STEM is a curriculum based on the idea of educating students in four specific disciplines — science, technology, engineering and mathematics — in an interdisciplinary and applied approach. Rather than teach the four disciplines as separate and discrete subjects, STEM integrates them into a cohesive learning paradigm based on real-world applications.
Though the United States has historically been a leader in these fields, fewer students have been focusing on these topics recently. According to the U.S. Department of Education, only 16 percent of high school students are interested in a STEM career and have proven a proficiency in mathematics. Currently, nearly 28 percent of high school freshmen declare an interest in a STEM-related field, a department website says, but 57 percent of these students will lose interest by the time they graduate from high school.


As a result, the Obama administration announced the 2009 "Educate to Innovate" campaign to motivate and inspire students to excel in STEM subjects. This campaign also addresses the inadequate number of teachers skilled to educate in these subjects. The goal is to get American students from the middle of the pack in science and math to the top of the pack in the international arena.

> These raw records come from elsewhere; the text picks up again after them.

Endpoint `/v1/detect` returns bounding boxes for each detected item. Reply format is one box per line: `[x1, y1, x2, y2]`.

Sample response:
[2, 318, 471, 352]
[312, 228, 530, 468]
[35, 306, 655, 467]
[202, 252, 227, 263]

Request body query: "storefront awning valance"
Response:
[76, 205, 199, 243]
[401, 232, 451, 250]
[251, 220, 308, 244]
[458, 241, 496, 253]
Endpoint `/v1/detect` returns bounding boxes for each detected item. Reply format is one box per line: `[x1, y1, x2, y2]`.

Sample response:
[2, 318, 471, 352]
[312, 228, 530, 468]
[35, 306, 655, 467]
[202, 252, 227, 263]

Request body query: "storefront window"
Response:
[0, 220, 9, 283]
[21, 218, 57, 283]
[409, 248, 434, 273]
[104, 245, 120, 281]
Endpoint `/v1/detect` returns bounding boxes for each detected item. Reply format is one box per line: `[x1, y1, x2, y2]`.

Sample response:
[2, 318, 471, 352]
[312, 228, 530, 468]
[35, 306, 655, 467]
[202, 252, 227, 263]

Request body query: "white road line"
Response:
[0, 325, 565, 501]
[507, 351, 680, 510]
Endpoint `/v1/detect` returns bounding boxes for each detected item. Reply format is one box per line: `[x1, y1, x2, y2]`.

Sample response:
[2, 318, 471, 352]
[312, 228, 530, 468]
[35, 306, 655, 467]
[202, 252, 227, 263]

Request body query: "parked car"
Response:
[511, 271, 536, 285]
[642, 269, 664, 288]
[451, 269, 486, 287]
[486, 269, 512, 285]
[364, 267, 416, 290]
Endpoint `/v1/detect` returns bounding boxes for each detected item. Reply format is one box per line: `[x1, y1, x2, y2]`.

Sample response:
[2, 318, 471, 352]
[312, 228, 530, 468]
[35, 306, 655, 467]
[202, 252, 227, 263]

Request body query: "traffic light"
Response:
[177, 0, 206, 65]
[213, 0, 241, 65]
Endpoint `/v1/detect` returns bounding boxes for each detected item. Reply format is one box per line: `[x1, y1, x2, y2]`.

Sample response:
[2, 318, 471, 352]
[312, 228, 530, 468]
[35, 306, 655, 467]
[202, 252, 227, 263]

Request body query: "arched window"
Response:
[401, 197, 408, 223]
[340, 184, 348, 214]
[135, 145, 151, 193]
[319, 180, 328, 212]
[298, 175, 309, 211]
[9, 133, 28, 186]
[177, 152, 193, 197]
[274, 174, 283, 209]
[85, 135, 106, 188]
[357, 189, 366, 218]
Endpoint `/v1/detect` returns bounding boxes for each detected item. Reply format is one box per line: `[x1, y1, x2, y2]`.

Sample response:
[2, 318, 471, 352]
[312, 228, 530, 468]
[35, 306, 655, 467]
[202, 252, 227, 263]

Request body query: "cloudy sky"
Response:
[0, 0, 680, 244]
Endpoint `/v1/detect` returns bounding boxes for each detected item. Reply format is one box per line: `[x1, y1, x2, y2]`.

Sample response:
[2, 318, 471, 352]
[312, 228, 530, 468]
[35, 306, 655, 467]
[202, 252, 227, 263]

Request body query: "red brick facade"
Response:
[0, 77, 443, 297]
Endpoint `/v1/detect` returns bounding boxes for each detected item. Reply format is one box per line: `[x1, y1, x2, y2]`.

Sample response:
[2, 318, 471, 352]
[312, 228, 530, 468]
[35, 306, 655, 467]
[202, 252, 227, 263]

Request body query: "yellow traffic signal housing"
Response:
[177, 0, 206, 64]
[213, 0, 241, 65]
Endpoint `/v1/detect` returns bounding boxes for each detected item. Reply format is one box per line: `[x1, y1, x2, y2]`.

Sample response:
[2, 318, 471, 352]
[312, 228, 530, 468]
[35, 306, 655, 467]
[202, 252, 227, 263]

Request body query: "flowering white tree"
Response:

Thirteen agencies are partners in the Committee on Stem Education (CoSTEM), including mission science agencies and the U.S. Department of Education. CoSTEM is working to create a joint national strategy to invest federal funds in K-12 STEM education, increasing public and youth STEM engagement, improving the STEM experience for undergraduates, reaching demographics underrepresented in STEM fields, and designing better graduate education for the STEM workforce. The Department of Education now offers a number of STEM-based programs, including research programs with a STEM emphasis, STEM grant selection programs and general programs that support STEM education.
The Obama administration's 2014 budget invests $3.1 billion in federal programs on STEM education, with an increase of 6.7 percent over 2012. The investments will be made to recruit and support STEM teachers, as well as support STEM-focused high schools with STEM Innovation Networks. The budget also invests into advanced research projects for education, to better understand next-generation learning technologies.

The importance of STEM education

All of this effort is to meet a need. According to a report by the website STEMconnector.org, by 2018, projections estimate the need for 8.65 million workers in STEM-related jobs. The manufacturing sector faces an alarmingly large shortage of employees with the necessary skills — nearly 600,000. The field of cloud computing alone will have created 1.7 million jobs between 2011 and 2015, according to the report. The U.S. Bureau of Labor Statistics projects that by 2018, the bulk of STEM careers will be:
  • Computing – 71 percent
  • Traditional Engineering – 16 percent
  • Physical sciences – 7 percent
  • Life sciences – 4 percent
  • Mathematics – 2 percent
STEM jobs do not all require higher education or even a college degree. Less than half of entry-level STEM jobs require a bachelor's degree or higher. However, a four-year degree is incredibly helpful with salary — the average advertised starting salary for entry-level STEM jobs with a bachelor's requirement was 26 percent higher than jobs in the non-STEM fields, according to the STEMconnect report. For every job posting for a bachelor's degree recipient in a non-STEM field, there were 2.5 entry-level job postings for a bachelor's degree recipient in a STEM field.